The answer to this question is probably more likely known by a student than an old fart here.


----------



## derekleffew (Sep 9, 2016)

np18358 said:


> Would it be an Ellipsoidal Reflector Spotlight? (Aka ERS, Ellipsoidal, Profile, "Leko", "Source Four", or perhaps simply spotlight)


That's actually the opposite of what I'm asking--rather than many terms that all mean the same thing, I'm looking for one term with many meanings.


BillConnerFASTC said:


> The answer to this question is probably more likely known by a student than an old fart here.


Not necessarily. One very commonly-used theatrical term that has different meanings in scenery, electrics, rigging, props, audio, even costumery and millinery.


----------



## BillConnerFASTC (Sep 9, 2016)

derekleffew said:


> That's actually the opposite of what I'm asking--rather than many terms that all mean the same thing, I'm looking for one term with many meanings.
> 
> Not necessarily. One very commonly-used theatrical term that has different meanings in scenery, electrics, rigging, props, audio, even costumery and millinery.


Oh I think I know where money would be. I'll check the wiki.


----------



## RickR (Sep 18, 2016)

Sounds like you've hit one of my pet peeves. Terminology is so important, to have one mean so many things is so bad. To have so few realize that we over use the term is even worse.


----------



## RickR (Sep 18, 2016)

Wait, it's been more than a week, aren't there any students on this channel?


----------



## derekleffew (Sep 18, 2016)

RickR said:


> Wait, it's been more than a week, aren't there any students on this channel?


They must all be too busy writing their "What I did during summer break" essays. 

Mr. Conner, professionals, and everyone else, feel free to answer. (But if you get it right and I see your response within a short amount of time, be aware I may hide your answer just to keep the discussion going a while longer.)


----------



## ruinexplorer (Sep 19, 2016)

Could it have something to do with formal wear?


----------



## Van (Sep 19, 2016)

I'm gonna say, "Bippy"!


----------



## BillConnerFASTC (Sep 19, 2016)

I thought it would be "tormentor" bu the wiki here does not have a fraction of the definitions that I've heard the term applied to.
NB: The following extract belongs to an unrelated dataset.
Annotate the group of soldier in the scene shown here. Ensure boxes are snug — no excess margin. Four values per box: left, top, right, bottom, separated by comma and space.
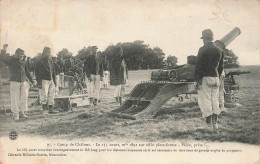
0, 44, 127, 120
1, 28, 225, 132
Dutchman was going to be my second as it too has been used for much more than wiki suggests.


----------



## JohnD (Sep 19, 2016)

Van said:


> I'm gonna say, "Bippy"!


I had to look that up in my "Funk and Wagnalls"


----------



## derekleffew (Sep 19, 2016)

ruinexplorer said:


> Could it have something to do with formal wear?


I'm not sure how; I don't think so.
-----
A cryptic (punny) hint:




(Only olden people will understand.)


----------



## Evans Poulos (Sep 19, 2016)

Lolol. Would that be 'trim'?

_[This post was previously hidden.]_


----------



## Van (Sep 19, 2016)

Oh, NOW I know!!


----------



## ruinexplorer (Sep 19, 2016)

Yes, I could see that as well. It wasn't quite what I had in mind, though I was thinking something that started with the same letter.


----------



## chausman (Sep 19, 2016)

Well now I know. However one might argue that several of the definitions in the wiki article are all effectively the same thing.


----------



## SteveB (Sep 19, 2016)

West coasting ?


----------



## Evans Poulos (Sep 29, 2016)

Did we forget about this? Sitting on the edge of my seat here!


----------



## ruinexplorer (Sep 29, 2016)

Trim


----------



## Evans Poulos (Sep 29, 2016)

How anti climactic.


----------



## derekleffew (Oct 7, 2016)

Yep, trim. Runners up include line and play.


----------